With more than one in four people renting in Victoria, it’s crucial that basic amenities such as hot and cold water in the bathroom and laundry, functioning ovens, stovetops and sinks in the kitchen, a permanent – and working—heater in the living room, are available to all tenants.
These minimum standards are the things most people would reasonably expect in a house – and most rental properties already have them – but we are now enshrining these standards in law with new regulations.
We are also increasing the ways in which renters can make their house feel like a home by setting out simple modifications they can make to their rental property.
Renters won’t have to ask for permission to attach child safety devices such as blind or cord anchors and pressure- mounted child safety gates. They also won’t have to ask to install picture hooks on walls, to replace curtains, or to increase the energy efficiency of the house with new LED globes.

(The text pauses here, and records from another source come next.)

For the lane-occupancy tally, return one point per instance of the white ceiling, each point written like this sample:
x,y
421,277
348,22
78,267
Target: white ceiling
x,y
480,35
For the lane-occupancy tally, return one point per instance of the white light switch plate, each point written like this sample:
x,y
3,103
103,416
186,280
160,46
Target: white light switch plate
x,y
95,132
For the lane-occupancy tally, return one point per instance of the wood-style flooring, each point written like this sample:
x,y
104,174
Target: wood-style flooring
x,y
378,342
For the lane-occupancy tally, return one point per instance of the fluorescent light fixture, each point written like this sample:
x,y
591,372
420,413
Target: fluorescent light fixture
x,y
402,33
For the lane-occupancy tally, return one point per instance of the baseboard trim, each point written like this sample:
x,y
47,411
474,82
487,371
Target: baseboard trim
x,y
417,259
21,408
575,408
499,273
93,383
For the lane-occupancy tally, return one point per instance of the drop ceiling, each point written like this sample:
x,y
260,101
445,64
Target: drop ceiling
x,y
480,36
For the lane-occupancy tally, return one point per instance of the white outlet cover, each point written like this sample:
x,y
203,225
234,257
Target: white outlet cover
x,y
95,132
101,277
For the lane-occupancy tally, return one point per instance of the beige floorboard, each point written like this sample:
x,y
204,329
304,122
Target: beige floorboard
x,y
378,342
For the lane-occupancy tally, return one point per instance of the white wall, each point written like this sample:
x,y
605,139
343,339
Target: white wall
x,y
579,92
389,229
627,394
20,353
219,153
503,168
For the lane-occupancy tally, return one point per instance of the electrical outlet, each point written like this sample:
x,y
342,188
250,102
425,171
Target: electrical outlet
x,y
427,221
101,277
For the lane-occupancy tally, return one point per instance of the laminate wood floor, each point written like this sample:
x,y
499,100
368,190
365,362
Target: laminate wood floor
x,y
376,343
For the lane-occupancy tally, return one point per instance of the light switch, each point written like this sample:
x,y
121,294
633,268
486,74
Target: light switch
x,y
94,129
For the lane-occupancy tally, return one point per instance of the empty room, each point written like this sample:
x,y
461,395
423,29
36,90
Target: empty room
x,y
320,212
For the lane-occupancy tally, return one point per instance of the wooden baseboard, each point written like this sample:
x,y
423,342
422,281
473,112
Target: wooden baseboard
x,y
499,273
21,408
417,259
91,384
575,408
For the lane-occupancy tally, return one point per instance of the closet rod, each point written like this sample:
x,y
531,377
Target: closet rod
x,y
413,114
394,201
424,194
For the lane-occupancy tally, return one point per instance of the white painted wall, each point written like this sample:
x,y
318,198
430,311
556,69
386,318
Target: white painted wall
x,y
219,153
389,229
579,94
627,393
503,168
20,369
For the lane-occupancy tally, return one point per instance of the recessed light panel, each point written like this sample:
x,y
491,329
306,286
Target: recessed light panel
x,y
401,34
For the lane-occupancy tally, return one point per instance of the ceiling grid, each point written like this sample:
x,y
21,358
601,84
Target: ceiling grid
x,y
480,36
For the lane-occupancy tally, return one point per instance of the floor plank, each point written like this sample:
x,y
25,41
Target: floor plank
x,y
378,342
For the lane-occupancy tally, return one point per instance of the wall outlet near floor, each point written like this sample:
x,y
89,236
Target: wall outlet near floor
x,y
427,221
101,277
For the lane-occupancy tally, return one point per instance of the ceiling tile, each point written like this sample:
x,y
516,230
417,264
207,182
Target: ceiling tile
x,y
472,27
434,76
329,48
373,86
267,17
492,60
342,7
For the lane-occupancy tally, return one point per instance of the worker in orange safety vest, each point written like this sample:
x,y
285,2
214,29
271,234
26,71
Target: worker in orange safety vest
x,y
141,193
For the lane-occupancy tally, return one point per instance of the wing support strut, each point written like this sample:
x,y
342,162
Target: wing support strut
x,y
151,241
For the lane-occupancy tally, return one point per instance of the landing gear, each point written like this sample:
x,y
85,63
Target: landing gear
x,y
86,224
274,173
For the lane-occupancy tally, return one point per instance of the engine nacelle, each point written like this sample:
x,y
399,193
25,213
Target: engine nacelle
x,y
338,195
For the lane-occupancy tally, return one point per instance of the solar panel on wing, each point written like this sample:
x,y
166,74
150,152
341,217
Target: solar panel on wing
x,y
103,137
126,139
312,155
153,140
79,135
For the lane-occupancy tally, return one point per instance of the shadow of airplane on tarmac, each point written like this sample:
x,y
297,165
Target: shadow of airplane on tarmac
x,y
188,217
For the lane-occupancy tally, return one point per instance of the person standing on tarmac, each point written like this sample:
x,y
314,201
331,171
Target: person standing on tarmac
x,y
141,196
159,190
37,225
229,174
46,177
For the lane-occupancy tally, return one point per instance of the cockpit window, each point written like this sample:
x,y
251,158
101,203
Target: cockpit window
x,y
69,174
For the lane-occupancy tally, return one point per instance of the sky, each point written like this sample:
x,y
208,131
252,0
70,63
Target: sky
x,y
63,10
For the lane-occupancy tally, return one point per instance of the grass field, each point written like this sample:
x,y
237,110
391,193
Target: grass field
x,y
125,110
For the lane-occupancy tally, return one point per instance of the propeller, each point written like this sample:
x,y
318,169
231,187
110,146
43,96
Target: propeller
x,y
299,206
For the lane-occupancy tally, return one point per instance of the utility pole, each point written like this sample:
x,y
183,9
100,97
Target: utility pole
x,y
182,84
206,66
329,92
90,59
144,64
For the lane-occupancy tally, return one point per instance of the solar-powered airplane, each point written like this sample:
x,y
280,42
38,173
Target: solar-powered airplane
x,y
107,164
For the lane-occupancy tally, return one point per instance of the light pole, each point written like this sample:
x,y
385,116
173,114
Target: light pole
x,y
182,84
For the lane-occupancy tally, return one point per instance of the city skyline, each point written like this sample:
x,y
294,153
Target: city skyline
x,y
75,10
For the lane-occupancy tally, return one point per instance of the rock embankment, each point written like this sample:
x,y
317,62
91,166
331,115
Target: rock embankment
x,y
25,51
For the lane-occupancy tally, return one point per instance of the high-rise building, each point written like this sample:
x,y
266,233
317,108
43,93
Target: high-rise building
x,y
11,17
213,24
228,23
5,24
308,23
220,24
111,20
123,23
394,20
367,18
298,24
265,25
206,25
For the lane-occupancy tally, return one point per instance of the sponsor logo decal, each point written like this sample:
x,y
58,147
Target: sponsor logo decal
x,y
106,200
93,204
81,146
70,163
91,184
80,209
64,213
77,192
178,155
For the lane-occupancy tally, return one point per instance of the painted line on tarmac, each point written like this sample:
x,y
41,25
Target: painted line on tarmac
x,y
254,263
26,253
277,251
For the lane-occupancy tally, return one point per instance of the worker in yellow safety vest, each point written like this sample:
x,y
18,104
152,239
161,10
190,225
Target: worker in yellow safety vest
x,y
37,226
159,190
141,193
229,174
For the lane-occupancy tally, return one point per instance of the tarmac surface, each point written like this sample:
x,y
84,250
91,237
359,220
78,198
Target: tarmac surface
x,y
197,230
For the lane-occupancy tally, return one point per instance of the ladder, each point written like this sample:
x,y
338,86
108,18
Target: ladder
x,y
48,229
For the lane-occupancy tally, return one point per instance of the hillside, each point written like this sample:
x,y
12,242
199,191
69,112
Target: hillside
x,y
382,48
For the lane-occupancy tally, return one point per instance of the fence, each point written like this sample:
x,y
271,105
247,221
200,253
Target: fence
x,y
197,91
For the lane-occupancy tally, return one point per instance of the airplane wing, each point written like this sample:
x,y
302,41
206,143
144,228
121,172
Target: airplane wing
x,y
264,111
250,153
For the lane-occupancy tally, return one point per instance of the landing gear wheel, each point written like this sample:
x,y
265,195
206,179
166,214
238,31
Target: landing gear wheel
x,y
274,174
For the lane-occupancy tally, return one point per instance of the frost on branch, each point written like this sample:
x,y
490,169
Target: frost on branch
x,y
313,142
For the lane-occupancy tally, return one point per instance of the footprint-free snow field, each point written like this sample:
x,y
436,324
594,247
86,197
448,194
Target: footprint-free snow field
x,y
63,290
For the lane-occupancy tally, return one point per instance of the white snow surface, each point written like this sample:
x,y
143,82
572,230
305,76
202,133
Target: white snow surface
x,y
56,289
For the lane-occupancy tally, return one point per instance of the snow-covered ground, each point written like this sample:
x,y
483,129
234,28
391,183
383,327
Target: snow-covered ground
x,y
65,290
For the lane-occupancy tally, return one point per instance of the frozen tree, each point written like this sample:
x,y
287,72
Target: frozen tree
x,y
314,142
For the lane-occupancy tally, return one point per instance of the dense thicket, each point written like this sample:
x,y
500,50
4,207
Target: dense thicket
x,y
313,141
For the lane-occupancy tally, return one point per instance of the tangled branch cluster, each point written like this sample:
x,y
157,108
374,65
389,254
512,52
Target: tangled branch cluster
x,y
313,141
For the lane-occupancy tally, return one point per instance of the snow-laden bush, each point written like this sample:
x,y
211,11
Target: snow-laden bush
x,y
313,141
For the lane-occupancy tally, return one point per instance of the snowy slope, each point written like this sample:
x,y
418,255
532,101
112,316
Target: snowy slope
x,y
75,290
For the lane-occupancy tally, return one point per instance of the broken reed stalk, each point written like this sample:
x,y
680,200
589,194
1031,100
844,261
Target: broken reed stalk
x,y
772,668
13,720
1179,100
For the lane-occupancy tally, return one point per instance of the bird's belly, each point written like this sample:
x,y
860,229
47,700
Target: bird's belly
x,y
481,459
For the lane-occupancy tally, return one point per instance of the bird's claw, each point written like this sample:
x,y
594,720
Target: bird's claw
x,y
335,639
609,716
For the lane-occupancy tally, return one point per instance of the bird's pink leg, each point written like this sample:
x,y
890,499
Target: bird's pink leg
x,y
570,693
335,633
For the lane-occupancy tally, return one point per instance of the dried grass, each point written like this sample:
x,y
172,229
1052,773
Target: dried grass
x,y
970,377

Other modifications that a rental provider cannot unreasonably refuse include allowing the planting of a vegetable or herb garden, painting, securing gates and installing security systems and flyscreens.
These regulations come into effect on 29 March and are part of the more than 130 rental reforms the Labor Government is introducing to residential tenancies to strengthen renters’ rights, better protect vulnerable renters and enable people to turn the house they rent into their home.
The changes to the regulations have been made after carefully listening to feedback from over 700 written submissions as part of the public consultation process on the initial proposed regulations.
Landlords will also benefit from these reforms through stronger accountability for renters, clearer obligations and modern regulation and processes.
To help ensure the smooth transition to the new residential tenancy laws, the regulations provide specific guidance on minimum standards, the modifications that can be made, and safety maintenance obligations.
The regulations also set out information that rental providers must disclose prior to entering a rental agreement, terms which cannot be included in a rental agreement, and questions that cannot be asked of rental applicants.
The Residential Tenancies Regulations 2021 will be formally made on 27 January and can be found from that date on engage.vic.gov.au/rentingregulations.